Ia berjumpa Paus Leo XIV di Vatikan Bahkan dirinya boleh menyerahkan dua buku kepada Paus Leo XIV yang merupakan refleksi akademis tentang model kepemimpinan ekoteologis interreligius.
“Betapa pun, Paus adalah Wakil Kristus langsung di bumi!”, tandasnya. “Holy Father, I’am Aloys Budi Purnomo, diocesan priest of Semarang, Indonesia, Secretary for Interreligious Dialogue Commission of Indonesian Bishop Conference! Saya bilang begitu lalu mencium tangan Paus Leo. Sesudah itu saya menyerahkan buku kepada Bapa Suci,” beber Romo Budi.

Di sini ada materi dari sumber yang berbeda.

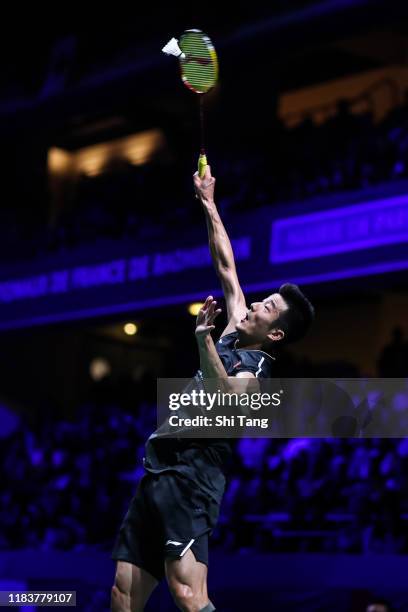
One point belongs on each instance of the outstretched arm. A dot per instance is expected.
(221, 250)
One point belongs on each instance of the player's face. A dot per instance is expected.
(258, 323)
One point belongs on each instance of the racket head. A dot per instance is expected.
(199, 67)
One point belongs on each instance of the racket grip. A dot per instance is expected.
(202, 163)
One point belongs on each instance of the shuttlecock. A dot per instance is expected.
(172, 48)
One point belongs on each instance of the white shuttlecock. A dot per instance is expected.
(172, 48)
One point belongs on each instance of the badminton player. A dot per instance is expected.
(165, 531)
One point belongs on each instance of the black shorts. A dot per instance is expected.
(167, 517)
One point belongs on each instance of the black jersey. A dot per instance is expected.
(201, 460)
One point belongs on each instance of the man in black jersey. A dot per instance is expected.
(165, 531)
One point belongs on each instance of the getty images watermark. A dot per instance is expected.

Yang mengejutkan buat Romo Budi adalah respons Bapa Suci kepadanya.
“Oh this is very important for the future. Yeah, based on Laudato Encyclal. Thank you very much!”, kata Romo Budi mengutip tanggapan Paus Leo sambil mengamati kedua buku tersebut. Saat mendengar suara Bapa Suci itu, dirinya merasa sangat tersanjung. “Bahagia, serasa terbang ke langit,“ ujarnya.
ZAMAN KITA
Nostra Aetate (Zaman Kita) adalah sebuah dokumen yang dihasilkan Konsili Vatikan II pada 1965. Sejak 2008, Romo Budi yang merupakan imam dari Keuskupan Agung Semarang (KAS), sudah gigih menghayati Nostra Aetate.